Thursday, 6 January 2011

On death and dying


What a way to start the New Year - between Christmas and Hogmanay we seemed to be plagued by the passing of loved ones - not my own - but those of the parish
My first funeral of 2011 was Wednesday - first day back for the grave diggers - the family had been offered Hogmanay but didn't want to have that day coinciding with that anniversary... for me it was a personally sad day too - time to say goodbye to my companion of the past 13 years and more - Bracken, beloved, faithful friend and companion on many an early morning walk.
Bracken was a Border Collie - in her prime full of life and energy - no walk too long, nor indeed too frequent. Over the past few years she has had progressive spondilitis - the fusing together of the bones of her spinal column - by slow degrees getting slower and stiffer. She had drugs to ease her joints and her pain, but - ah! the drugs helped the disease but gradually caused her organs to begin to fail, and ate away at the lining of her guts. Not fair!
With a human you can explain, consult and encourage but how do you explain to your faithful friend? How do you ask her what she'd prefer?
Now lifting her into the car to go for walks...
watching her in the evenings chewing at her sore joints...
She still loved people; loved to be fussed and petted - but take away the stimulus of visitors and she'd simply curl up and sleep.
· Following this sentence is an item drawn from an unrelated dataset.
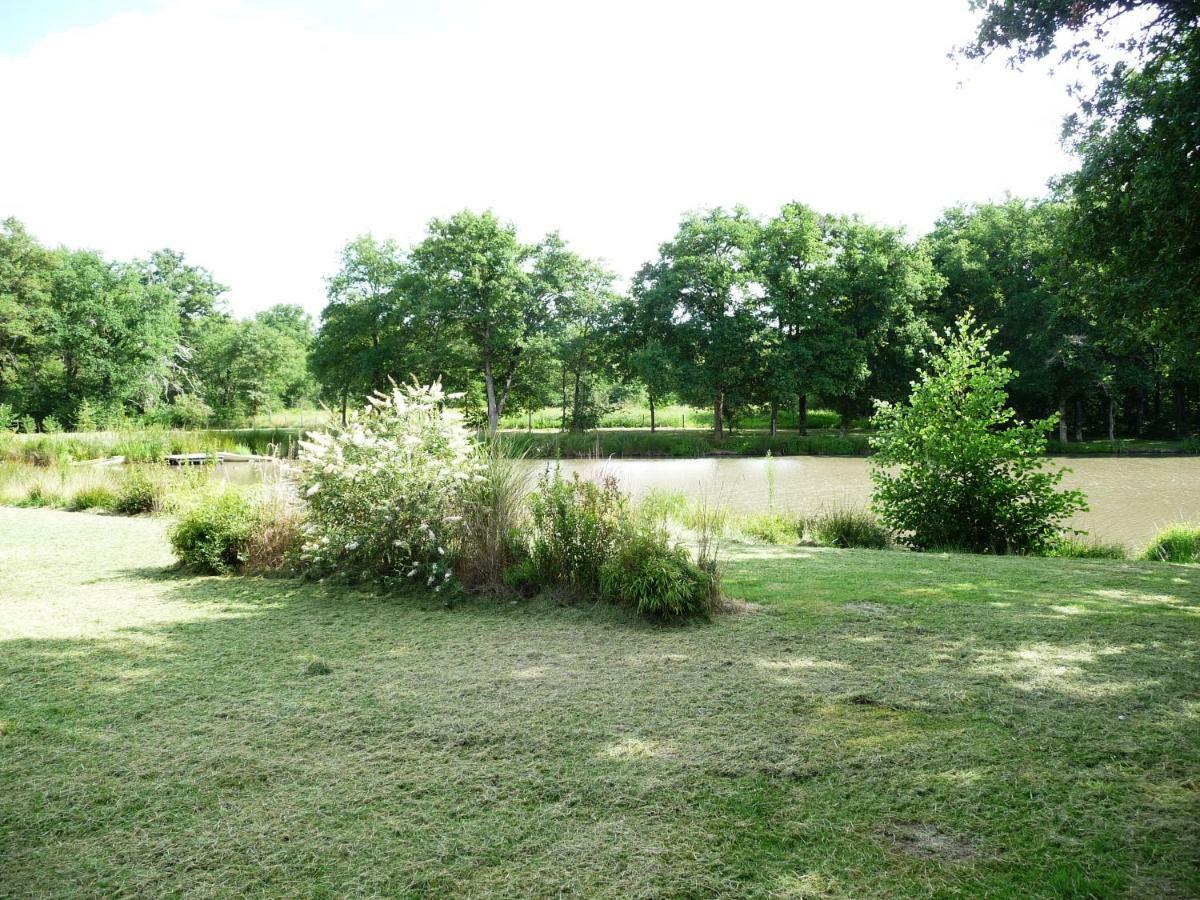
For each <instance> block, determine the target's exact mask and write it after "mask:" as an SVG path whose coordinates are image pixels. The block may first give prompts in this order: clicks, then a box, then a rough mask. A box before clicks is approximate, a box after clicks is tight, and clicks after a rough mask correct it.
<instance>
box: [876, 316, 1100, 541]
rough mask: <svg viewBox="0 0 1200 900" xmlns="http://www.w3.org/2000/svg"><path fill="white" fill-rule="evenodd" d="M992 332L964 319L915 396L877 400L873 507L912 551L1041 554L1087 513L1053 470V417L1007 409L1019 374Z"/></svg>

My dilemma: give her the release and let her go gently; or wait until the organ failure was so severe she went into a 'natural' collapse?
I loved her enough to be able to accept that it was not fair to keep her going to spare me.
So we sat and cuddled by the fire
the vet came to our home, and she slipped away in my arms... we pray that God grants us a peaceful end... and I wondered if I were that ill - would I want to choose to slip away peacefully in the arms of the one I loved?
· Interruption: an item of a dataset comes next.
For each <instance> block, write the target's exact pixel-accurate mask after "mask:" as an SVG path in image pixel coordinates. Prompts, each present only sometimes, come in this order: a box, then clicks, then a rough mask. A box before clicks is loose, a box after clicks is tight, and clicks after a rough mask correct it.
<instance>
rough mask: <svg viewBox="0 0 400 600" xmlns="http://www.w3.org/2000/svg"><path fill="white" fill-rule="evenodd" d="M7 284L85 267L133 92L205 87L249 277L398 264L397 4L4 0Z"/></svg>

I do not have an answer to that question - and I pray it is not one I need consider personally for many years to come

Rest in Peace my wee friend... chasing squirrels in God's big forest

1 comment:

  1. It is all so incredibly sad Julie, and I too have held a dog who has died in my arms after being injected by the Vet (although it is an altogether more complicated and less poignant account than you offer). But - with you - I also wonder about the human ethical dimension. Is the traditional and oft-repeated Christian line that euthanasia/assisted suicide/whatever-you-might-call-it is morally reprehensible, actually correct? I have sufficient doubts to want to have the debate and get frustrated that no-one in the church seems publicly open to engage in it (tho many do privately!) But meanwhile, hope you get over Bracken's loss, thankful for all the good times!